There is a precedent in this sense that did not occur in the United Kingdom but in Australia, in 1975, but where the queen acted through her “viceroy”. The queen’s representative in the country, Sir John Kerr, used his powers to remove Prime Minister Gough Whitlam, after informing Elizabeth and consult with the palace advisers in London. Whitlam had failed to win parliamentary approval of a budget and refused to call an election. Kerr saw this as a constitutional crisis requiring elections and, to the scandal of Australians, he made it happen.

Charles III, ecology.
King Charles III was a pioneer in defense of the environment with very clear positions on caring for animals and preventing climate change. (Reuters)

Other times, gestures or passing comments are used to influence events as they happened. in 2014 when the Scottish independence referendum was called. On the Sunday before the vote, the Queen had a brief exchange with a woman in the cemetery of Crathie. “On Thursday you have an important vote. I hope people think very carefully about the future”, he told him when the cameras recorded him. She obviously was inferring that they should be cautious and therefore keep the status quo. The nationalists accused her of being an interventionist, but from a legal point of view, the queen had not broken any protocol. Scotland is still part of the kingdom.

The press was also used to indirectly express their opinions, such as when the queen stood up to margaret thatcher because the prime minister refused to support the sanctions against the apartheid south africa. Elizabeth was concerned about the damage this might do to the Commonwealth, and also more generally about the impact of Thatcher’s policies on the UK’s social fabric. He Sunday Times He made a lengthy note about the queen’s discontent based on “palace sources.” Other times, he used that power to lobby for her own interests. Guardian revealed that in the 1970s the queen intervened to secure an exemption from financial transparency laws for the crown’s private investments.

Visit of Carlos III to Mexico
The then Prince of Wales, Carlos, during an official visit to Mexico. The now king has extensive experience in international relations. (Darkroom)

Another journalistic investigation known as “the black spider memos” (because of the particular calligraphy) revealed the content of 27 cards that the then Prince of Wales and now king sent different ministers and members of the government who were clearly political pressure. His demands ranged from better equipment for troops in Iraq to a mass cull of rodents and badgers to stop the spread of bovine tuberculosis. He also called for greater availability of alternative medicines, lobbied for a specific person to lead a campaign against supermarkets that mistreat farmers, and proposed that his own assistant report to Downing Street on the design of the new hospitals.
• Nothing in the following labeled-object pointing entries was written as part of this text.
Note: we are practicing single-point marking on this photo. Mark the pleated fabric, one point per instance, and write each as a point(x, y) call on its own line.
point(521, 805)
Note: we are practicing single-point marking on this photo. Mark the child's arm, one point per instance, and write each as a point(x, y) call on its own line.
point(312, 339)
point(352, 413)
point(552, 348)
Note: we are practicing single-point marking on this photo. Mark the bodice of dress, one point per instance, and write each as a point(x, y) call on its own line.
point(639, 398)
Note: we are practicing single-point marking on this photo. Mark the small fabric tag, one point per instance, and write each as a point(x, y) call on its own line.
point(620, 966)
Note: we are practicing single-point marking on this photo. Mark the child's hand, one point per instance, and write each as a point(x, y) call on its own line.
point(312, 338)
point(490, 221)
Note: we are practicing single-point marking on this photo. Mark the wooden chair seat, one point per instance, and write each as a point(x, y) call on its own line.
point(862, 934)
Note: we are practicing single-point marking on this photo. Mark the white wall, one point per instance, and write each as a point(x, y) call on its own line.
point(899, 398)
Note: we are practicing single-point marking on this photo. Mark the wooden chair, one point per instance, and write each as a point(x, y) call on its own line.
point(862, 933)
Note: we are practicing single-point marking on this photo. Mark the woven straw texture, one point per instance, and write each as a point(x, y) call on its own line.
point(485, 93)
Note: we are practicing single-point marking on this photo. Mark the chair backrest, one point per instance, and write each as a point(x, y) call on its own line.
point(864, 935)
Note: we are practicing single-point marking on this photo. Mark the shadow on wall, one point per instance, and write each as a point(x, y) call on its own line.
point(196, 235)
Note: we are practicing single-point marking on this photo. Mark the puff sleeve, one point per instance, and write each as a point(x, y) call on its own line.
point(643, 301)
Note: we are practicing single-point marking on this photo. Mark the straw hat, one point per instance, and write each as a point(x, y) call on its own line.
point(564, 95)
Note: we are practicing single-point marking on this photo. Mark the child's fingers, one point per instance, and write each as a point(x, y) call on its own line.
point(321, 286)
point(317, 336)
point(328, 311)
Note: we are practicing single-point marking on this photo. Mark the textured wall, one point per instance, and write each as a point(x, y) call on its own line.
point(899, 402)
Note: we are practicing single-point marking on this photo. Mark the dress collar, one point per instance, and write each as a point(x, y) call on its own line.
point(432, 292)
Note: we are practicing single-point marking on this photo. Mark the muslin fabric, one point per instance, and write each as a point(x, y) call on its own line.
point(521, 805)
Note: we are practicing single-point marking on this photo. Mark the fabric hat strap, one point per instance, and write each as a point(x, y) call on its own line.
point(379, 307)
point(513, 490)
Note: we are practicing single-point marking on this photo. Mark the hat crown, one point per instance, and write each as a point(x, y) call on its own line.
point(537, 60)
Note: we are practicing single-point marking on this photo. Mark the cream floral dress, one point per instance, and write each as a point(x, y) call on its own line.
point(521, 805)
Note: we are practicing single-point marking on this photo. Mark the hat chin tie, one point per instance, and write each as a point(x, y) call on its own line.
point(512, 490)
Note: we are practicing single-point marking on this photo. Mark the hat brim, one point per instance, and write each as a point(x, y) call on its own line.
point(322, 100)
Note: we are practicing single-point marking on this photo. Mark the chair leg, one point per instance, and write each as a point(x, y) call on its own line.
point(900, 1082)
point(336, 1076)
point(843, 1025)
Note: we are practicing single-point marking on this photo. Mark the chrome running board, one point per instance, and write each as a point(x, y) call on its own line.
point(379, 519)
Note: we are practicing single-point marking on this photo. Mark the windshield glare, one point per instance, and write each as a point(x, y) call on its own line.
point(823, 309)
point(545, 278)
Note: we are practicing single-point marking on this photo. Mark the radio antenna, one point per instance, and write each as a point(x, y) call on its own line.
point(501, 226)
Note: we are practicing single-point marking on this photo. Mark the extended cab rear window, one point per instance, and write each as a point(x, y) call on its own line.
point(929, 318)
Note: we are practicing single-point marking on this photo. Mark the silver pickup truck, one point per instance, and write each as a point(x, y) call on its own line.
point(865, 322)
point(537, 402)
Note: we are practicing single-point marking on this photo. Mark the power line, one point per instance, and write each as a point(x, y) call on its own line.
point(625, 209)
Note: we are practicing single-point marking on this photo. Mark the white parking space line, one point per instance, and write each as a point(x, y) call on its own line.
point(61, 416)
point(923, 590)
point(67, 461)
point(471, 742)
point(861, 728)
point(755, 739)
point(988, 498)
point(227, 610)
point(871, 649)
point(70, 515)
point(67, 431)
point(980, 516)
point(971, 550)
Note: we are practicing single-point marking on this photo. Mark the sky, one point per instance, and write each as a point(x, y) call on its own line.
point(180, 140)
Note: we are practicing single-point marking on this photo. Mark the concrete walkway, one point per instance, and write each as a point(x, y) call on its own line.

Lord David Blunkett, former Labor Secretary of Education, recalled that the then prince pressured him to will extend the hours of grammar teaching in the schools. The prince is also known to have been an early advocate of organic farming, sustainability and climate awareness.

Now, with his head crowned, Charles assures that he will be more conscientious and quotes shakespeare through the words he wrote for the young man Henry V when he becomes king. “The idea, somehow, that I am going to continue exactly the same, if I have to succeed, is complete nonsense because the two – the two situations – are completely different”he said in his interview with the BBC with his obviously perfect accent for that theatrical recitation.